Primi di luglio. La villeggiatura. Il giorno della partenza, fra ansia crescente e confusione casalinga e stanchezza nervosa. Poi la stazione, le valigie, il facchino, il treno. “Finalmente arrivarono i fratelli; no, soltanto il maggiore, e l’altro? – E’ andato a comprare ‘La Gazzetta dello Sport’ -. Be’, questa era una buona cosa, così poi l’avrebbe letta anche lui. Lo interessavano soprattutto l’automobilismo e la boxe; e anche il ciclismo. In passato era stato per Belloni, perché il fratello maggiore era per Belloni, mentre l’altro sosteneva Brunero. Ora però sia Brunero che Belloni avevano smesso di correre, vinceva sempre Binda, e il ciclismo era diventato poco interessante. Ma in tutti gli sport c’era una grande decadenza. La boxe, gli sembrava, non valeva più nulla da quando Dempsey aveva lasciato il ring. E degli automobilisti del passato, era rimasto solo Campari: gli altri erano morti o s’erano ritirati”.

Carlo Cassola scrive “Tempi memorabili” nel 1963 e lo pubblica nel 1966 (Einaudi, 100 pagine). Racconto lungo o romanzo breve, è la storia di Fausto, la sua vacanza al mare, il mare di Marina di Cecina, un’infatuazione per Gabriella e poi un innamoramento per Anna. “Nessuno, vedendolo, si sarebbe accorto del suo turbamento. Nessuno avrebbe saputo quant’era commosso, e com’era felice. Quelle poche settimane, è vero, lo avevano cambiato profondamente. Ma era rimasto un solitario. Da ragazzo, quando si accendeva per qualcosa, ci pensava di continuo, ma non ne parlava con nessuno. E così ora, la felicità dell’amore l’avrebbe assaporata in solitudine”.

Forse anche il ciclismo era stato un’infatuazione, o un innamoramento. E il suo eroe era Tano Belloni, Gaetano all’anagrafe, da Pisighiton, in italiano Pizzighettone. Lo chiamavano l’Eterno Secondo (è spiegato anche nelle note a pie’ di pagina 14), dove il primo era Costante Girardengo.
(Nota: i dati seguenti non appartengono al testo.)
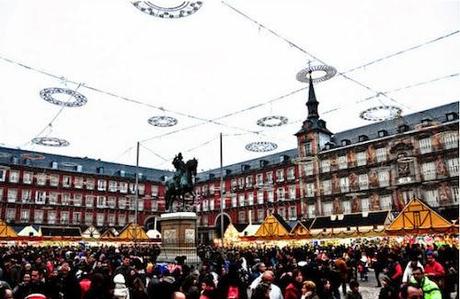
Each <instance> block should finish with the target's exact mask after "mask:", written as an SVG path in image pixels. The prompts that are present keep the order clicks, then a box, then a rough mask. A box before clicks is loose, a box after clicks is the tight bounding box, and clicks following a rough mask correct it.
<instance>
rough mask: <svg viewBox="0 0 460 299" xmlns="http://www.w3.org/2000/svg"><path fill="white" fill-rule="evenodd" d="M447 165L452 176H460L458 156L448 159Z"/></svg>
mask: <svg viewBox="0 0 460 299" xmlns="http://www.w3.org/2000/svg"><path fill="white" fill-rule="evenodd" d="M447 167H448V168H449V175H450V176H458V158H454V159H448V160H447Z"/></svg>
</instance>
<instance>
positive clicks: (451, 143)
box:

Ma quel soprannome gli andava stretto, considerando che Tano Belloni al Giro d’Italia del 1920 arrivò prima di tutti gli altri 48 partenti e gli altri nove arrivati, e che stavolta Girardengo era stato poco costante tant’è che aveva abbandonato la corsa, e che così Tano se l’aggiudicò con la bellezza di 32’24” sul compagno di squadra torinese Angelo Gremo, secondo, e di 1.01’14” sul compagno di squadra francese Jean Alavoine, terzo.
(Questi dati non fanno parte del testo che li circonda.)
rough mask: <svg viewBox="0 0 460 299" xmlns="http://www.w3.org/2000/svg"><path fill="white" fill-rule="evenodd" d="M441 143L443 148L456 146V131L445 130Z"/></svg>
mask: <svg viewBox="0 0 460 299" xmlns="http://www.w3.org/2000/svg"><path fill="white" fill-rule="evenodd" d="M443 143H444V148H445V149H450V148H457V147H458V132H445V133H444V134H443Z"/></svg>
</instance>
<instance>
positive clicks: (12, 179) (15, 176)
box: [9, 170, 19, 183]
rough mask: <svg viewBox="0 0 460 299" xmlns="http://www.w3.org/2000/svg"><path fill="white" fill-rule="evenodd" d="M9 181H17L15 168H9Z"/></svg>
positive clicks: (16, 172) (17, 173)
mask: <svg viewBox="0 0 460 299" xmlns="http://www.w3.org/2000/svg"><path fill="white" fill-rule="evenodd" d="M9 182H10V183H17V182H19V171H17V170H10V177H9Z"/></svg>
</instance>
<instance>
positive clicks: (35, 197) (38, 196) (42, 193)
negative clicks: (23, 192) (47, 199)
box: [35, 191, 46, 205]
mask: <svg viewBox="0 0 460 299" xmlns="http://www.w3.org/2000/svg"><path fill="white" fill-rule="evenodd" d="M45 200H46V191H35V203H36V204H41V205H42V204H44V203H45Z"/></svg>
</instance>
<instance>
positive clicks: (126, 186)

E via di considerazioni. Considerato che Tano Belloni non aveva ancora sei anni quando stava pescando sulle rive dell’Adda, si azzuffò con un coetaneo, ebbe la peggio, non si sa come ma finì nel fiume e cominciò ad annaspare e ad agitarsi e a bere perché non sapeva nuotare, però un commerciante di Pisighitòn, che aveva assistito alla scena, si tuffò senza saper nuotare neanche lui, eppure riuscì a salvarlo e anche a salvarsi. Considerato che Tano Belloni non era esattamente un figlio d’arte, visto che suo padre faceva l’addestratore di cavalli da carrozza e il vinaio finché, emigrato a Milano, Porta Venezia, via Stoppani 19, si trasformò in panettiere. Considerato che Tano Belloni da ragazzino lavorava come muratore, cementatore e stuccatore in gesso, che sempre da ragazzino si iscrisse allo Sport Club Virtus per praticare la lotta greco-romana, che ancora da ragazzino mollò la lotta per continuare a lottare ma in bicicletta. Considerato che Tano Belloni cominciò a correre a 20 anni, senza vincere, ma già correva parecchio, e parecchio vinceva, dietro le gonne di ragazze, contadine e mondine, secondo il ragionamento che ogni lasciata è persa.

Tutto considerato, come non tenere a Tano?